Budget 2016-2017

WINNERS

Small and Medium Enterprises – From July 1, businesses with a turnover less than $10 million will see their company tax rate cut to 27.5% from 30%. They’ll also get tax write-offs to buy equipment such as computers, coffee machines or even cars up to the value of $20,000. The company tax rate will drop to 25% for all businesses over the next 10 years.

Working Parents – The Government has held off implementing the childcare subsidies, which were a major sweetener in last year’s budget.

High- and Middle-Income Earners – A personal income tax rate of 37% will kick in at $87,000 from July 1, instead of the current $80,000 — benefiting about 17% of income earners. Those earning over $180,000 — the top 3% — will get a further 2 percent cut as a levy intended to repair the deficit expires.

Low-Income Earners – People earning less than $37,000 will get a tax refund worth up to $500 a year to help them save for their retirement. The government will make it easier to top up a spouse’s superannuation fund.

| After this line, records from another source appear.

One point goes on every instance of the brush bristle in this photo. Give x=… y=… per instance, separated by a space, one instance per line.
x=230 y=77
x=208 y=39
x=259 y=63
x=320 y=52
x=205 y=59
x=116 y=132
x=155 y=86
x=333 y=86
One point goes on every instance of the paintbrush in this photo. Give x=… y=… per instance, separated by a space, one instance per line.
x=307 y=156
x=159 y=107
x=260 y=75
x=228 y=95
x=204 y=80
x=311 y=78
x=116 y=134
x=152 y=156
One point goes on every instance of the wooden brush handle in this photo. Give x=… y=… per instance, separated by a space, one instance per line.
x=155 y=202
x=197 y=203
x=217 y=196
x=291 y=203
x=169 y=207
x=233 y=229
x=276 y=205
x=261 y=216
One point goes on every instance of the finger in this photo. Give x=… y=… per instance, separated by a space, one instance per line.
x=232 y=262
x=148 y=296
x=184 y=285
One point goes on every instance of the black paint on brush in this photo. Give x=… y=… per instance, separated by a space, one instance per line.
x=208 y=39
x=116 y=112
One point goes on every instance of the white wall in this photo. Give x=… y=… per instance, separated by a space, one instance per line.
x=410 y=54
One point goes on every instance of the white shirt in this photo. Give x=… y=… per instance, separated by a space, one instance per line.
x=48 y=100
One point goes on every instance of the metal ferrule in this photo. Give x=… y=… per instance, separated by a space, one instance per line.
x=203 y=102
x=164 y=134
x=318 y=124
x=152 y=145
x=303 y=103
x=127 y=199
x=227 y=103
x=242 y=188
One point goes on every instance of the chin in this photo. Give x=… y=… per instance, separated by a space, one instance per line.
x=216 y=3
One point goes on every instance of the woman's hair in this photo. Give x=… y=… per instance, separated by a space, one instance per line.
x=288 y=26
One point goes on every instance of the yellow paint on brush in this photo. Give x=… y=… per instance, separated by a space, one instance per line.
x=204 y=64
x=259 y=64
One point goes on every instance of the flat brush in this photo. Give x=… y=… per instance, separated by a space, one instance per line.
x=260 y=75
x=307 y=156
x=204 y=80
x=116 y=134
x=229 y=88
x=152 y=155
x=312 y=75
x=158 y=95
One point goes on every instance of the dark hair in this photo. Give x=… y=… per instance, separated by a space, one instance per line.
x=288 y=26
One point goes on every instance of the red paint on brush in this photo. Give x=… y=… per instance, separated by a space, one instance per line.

Unemployed Youth – The government will offer 120,000 internship places over four years for out-of-work youngsters. Firms that take on such interns will get a $1,000 payment.

Other winners include:

  • The defence industry. The government will spend $142.9 billion on defence over four years.
  • State governments will get federal funds for road and rail projects.
  • Bitcoin users will no longer be “double taxed” when buying goods and services already subject to the GST, under a new government proposal.
  • Vineyards will gain under a $50 million initiative to promote Australian wine and wine tourism.
  • Schools will get an additional $1.2 billion, while hospitals will receive an extra $2.9 billion

 

LOSERS

Multinational Companies – The government is going after multinational companies that seek to avoid tax in Australia. Income that big corporations shift offshore will be taxed at 40% instead of the usual 30%. A 1,000-strong taskforce will be set up to prosecute multinationals and the ultra-wealthy not paying the tax they should.

High-Income Earners – The government is cutting several tax concessions for the wealthiest Australians saving for their retirement. From July 1, 2017, anyone earning over $250,000 will pay 30% tax on their superannuation contributions instead of 15% — a regime that currently kicks in at $300,000.  The amount people can contribute into their superannuation funds each year at a concessional tax rate is now capped at $25,000, down from as much as $35,000. The government is proposing a new lifetime cap of $500,000 on non-concessional contributions, while a maximum of $1.6 million can be transferred tax free into retirement.

Smokers – The cost of cigarettes — currently about $1 a hit — will just keep on going up. Tobacco excise will rise by 12.5% a year for four years from Sept. 1, 2017 — raising an additional $4.7 billion. The duty-free tobacco allowance will be halved to 25 cigarettes.

Other budget losers include:

  • The nation’s banks will help pay for $127 million in extra funding to combat misconduct in the financial services industry.
  • The public service faces more job cuts as the government seeks to drive efficiency
  • Welfare recipients will face greater scrutiny before receiving payments.